Ausgewählt von Mike Szymanski

Der türkische Staatspräsident Recep Tayyip Erdoğan hat sich nach der Niederlage seiner AKP bei der Parlamentswahl am vergangenen Wochenende rargemacht. So richtig vermisst wird er deshalb noch nicht. Die vor allem bei den Kemalisten beliebte Oppositionszeitung Sözcü titelte am Donnerstag: "Wie wohltuend, diese Stille!" Das Volk sei abhängig von Erdoğan gewesen wie von Zigaretten. Jetzt sei es Zeit, sich zu entwöhnen und gesund zu werden. "Dann werden wir schon sehen!"

Eine Türkei ohne Erdoğan? Dafür ist es vielleicht noch ein bisschen früh. Zwar hat seine Partei am Sonntag neun Prozentpunkte eingebüßt und kann erstmals seit 2002 nicht mehr alleine regieren. Aber 41 Prozent der Wahlberechtigten gaben ihr immerhin noch die Stimme. Die AKP ist weiterhin eine Macht im Land.

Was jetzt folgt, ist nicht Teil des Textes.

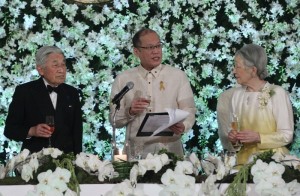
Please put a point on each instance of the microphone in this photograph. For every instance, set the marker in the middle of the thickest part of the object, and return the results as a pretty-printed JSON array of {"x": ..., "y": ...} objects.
[{"x": 120, "y": 95}]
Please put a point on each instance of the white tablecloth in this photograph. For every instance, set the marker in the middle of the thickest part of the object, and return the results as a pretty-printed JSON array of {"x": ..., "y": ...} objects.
[{"x": 98, "y": 189}]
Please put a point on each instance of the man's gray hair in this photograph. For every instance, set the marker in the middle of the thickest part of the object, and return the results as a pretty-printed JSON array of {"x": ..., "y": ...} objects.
[
  {"x": 43, "y": 52},
  {"x": 254, "y": 55}
]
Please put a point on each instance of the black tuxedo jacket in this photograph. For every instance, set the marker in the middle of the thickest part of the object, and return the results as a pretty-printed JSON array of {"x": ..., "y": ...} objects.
[{"x": 31, "y": 104}]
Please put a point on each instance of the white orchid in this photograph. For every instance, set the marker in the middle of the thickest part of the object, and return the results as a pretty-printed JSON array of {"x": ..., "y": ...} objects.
[
  {"x": 53, "y": 183},
  {"x": 177, "y": 183},
  {"x": 209, "y": 187},
  {"x": 184, "y": 167},
  {"x": 105, "y": 169},
  {"x": 196, "y": 163},
  {"x": 169, "y": 177},
  {"x": 287, "y": 159},
  {"x": 125, "y": 188},
  {"x": 3, "y": 171},
  {"x": 26, "y": 173}
]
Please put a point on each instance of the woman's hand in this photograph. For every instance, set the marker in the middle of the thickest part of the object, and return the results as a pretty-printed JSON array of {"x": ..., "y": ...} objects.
[
  {"x": 247, "y": 136},
  {"x": 232, "y": 136},
  {"x": 177, "y": 128}
]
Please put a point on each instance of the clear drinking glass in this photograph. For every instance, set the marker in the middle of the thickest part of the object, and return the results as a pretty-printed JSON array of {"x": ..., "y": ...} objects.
[
  {"x": 138, "y": 149},
  {"x": 235, "y": 127},
  {"x": 146, "y": 99},
  {"x": 50, "y": 123}
]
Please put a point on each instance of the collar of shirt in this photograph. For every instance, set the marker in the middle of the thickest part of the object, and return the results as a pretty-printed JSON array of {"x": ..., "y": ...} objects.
[
  {"x": 155, "y": 72},
  {"x": 46, "y": 84}
]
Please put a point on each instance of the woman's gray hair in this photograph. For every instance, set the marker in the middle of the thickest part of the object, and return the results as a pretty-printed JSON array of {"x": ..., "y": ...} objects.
[
  {"x": 255, "y": 55},
  {"x": 43, "y": 52}
]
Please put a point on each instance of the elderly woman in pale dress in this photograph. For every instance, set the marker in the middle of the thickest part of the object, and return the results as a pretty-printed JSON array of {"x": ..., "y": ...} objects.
[{"x": 264, "y": 110}]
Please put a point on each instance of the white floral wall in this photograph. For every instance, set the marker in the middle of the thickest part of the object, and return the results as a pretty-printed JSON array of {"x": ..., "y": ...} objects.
[{"x": 200, "y": 37}]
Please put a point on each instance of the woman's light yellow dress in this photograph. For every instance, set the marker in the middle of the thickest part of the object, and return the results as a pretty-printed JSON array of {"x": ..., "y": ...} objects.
[{"x": 273, "y": 120}]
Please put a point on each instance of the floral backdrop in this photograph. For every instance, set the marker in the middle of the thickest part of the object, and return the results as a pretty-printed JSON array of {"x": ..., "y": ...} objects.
[{"x": 200, "y": 37}]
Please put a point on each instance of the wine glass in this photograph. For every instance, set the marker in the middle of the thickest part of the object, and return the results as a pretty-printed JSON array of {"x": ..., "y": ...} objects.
[
  {"x": 146, "y": 99},
  {"x": 235, "y": 127},
  {"x": 138, "y": 148},
  {"x": 50, "y": 123}
]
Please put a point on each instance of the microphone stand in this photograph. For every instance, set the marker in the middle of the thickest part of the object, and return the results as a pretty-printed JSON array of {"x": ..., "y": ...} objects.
[{"x": 113, "y": 142}]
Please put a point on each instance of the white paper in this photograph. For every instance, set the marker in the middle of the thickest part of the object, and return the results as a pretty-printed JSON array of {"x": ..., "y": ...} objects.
[{"x": 175, "y": 116}]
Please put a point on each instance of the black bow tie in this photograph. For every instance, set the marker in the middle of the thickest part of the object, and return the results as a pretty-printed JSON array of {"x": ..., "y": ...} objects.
[{"x": 51, "y": 89}]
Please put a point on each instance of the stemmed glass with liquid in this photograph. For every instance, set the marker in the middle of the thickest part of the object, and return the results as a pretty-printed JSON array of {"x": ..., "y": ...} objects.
[
  {"x": 50, "y": 122},
  {"x": 235, "y": 127},
  {"x": 146, "y": 99}
]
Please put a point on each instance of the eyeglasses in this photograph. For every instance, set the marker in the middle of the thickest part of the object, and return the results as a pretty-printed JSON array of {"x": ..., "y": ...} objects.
[{"x": 150, "y": 48}]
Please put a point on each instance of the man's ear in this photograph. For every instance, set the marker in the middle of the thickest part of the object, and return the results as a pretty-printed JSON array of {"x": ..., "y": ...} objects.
[
  {"x": 40, "y": 70},
  {"x": 136, "y": 52}
]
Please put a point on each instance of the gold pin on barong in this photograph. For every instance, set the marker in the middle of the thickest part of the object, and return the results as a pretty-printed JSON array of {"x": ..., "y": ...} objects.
[{"x": 161, "y": 86}]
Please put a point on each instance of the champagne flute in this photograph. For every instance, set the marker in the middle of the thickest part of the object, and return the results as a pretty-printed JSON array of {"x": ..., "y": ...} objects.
[
  {"x": 235, "y": 127},
  {"x": 50, "y": 123}
]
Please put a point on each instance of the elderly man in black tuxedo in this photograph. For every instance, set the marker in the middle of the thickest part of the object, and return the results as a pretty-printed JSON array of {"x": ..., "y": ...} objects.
[{"x": 48, "y": 95}]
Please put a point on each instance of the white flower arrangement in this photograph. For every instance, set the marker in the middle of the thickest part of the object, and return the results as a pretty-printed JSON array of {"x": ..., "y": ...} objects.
[
  {"x": 53, "y": 183},
  {"x": 180, "y": 180},
  {"x": 94, "y": 166}
]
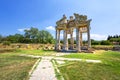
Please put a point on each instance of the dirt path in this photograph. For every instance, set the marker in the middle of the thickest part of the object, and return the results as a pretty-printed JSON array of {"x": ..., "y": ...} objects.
[{"x": 44, "y": 70}]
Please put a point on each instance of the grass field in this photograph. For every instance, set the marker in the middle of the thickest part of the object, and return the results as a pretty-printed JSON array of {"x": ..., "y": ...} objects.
[
  {"x": 109, "y": 69},
  {"x": 36, "y": 52},
  {"x": 13, "y": 67}
]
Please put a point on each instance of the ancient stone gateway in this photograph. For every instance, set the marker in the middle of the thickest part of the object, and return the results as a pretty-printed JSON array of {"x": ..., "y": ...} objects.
[{"x": 81, "y": 24}]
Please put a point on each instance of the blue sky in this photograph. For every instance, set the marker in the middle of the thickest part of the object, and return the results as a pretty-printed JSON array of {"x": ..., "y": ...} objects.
[{"x": 16, "y": 15}]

Die regierungsnahe Zeitung Yeni Şafak hat trotzdem Mühe, sich an die neue Situation zu gewöhnen. Kolumnist Hayrettin Karaman beschimpft die AKP-Gegner: "Ihr habt die Regierung zum Einsturz gebracht. Jetzt baut sie erst mal wieder auf!"

Geht es nach Güray Öz, Kolumnist der linksliberalen Cumhuriyet, dann geschieht das womöglich ohne AKP. Er macht darauf aufmerksam, dass Erdoğans Partei den Staatsapparat beherrscht und "bis in die Kapillargefäße" ihren Einfluss ausübt. "Wenn jetzt keine radikalen Änderungen kommen, wird sich nichts ändern", schreibt er. Bei der Wahl am Sonntag sei nur der Anfang gemacht worden, Erdoğans Allmacht zu brechen.

Dass die Cumhuriyet daran vitales Interesse hat, ist wenig verwunderlich. Erdoğan hat wenige Tage vor der Abstimmung die Zeitung bedroht. Für ihre kritische Berichterstattung über angebliche Waffentransporte in die syrische Kampfzone würden die Verantwortlichen eine hohen Preis zahlen. Gegen den Chefredakteur der Zeitung wurden kurz darauf Ermittlungen eingeleitet. Einschüchtern ließ sich das Blatt trotzdem nicht.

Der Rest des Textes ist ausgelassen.